The team started a thorough investigation to delve deeper into the processes behind Mars’ green glow and compare it to our own planet. “We modeled this emission and found that it’s mostly produced as carbon dioxide, or CO2, is broken up into its constituent parts: carbon monoxide and oxygen,” says Gérard. “We saw the resulting oxygen atoms glowing in both visible and ultraviolet light.”
Simultaneously comparing these two kinds of emission showed that the visible emission was 16.5 times more intense than the ultraviolet.
“The observations at Mars agree with previous theoretical models but not with the actual glowing we’ve spotted around Earth, where the visible emission is far weaker. This suggests we have more to learn about how oxygen atoms behave, which is hugely important for our understanding of atomic and quantum physics.”

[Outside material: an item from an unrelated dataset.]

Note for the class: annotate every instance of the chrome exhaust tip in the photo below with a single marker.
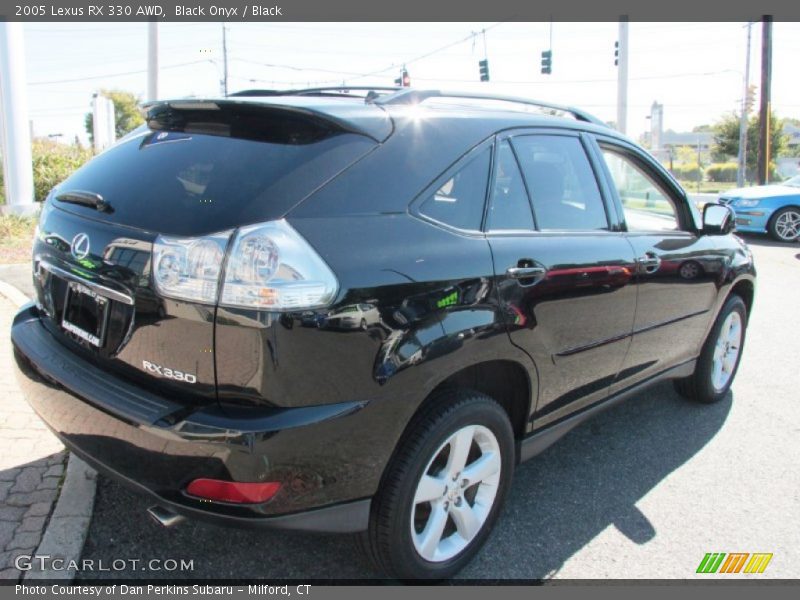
(164, 516)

Understanding the green glow of Mars’ atmosphere is crucial for characterizing planetary atmospheres and related phenomena like auroras. By unraveling the structure and behavior of this glowing layer, scientists can gain valuable insights into an altitude range that has remained largely unexplored. They can also monitor how this layer changes in response to variations in the Sun’s activity and Mars’ orbital position.
Håkan Svedhem, ESA’s TGO Project Scientist, explains:
“This is the first time this important emission has ever been observed around another planet beyond Earth, and marks the first scientific publication based on observations from the UVIS channel of the NOMAD instrument on the ExoMars Trace Gas Orbiter. It demonstrates the remarkably high sensitivity and optical quality of the NOMAD instrument. This is especially true given that this study explored the dayside of Mars, which is much brighter than the nightside, thus making it even more difficult to spot this faint emission.”
Understanding the properties of Mars’ atmosphere is, above all, fascinating and relevant to science. But it’s also essential for successfully operating missions to the Red Planet. Atmospheric density, for instance, directly impacts the drag experienced by orbiting satellites and the parachutes used to deliver probes to the Martian surface.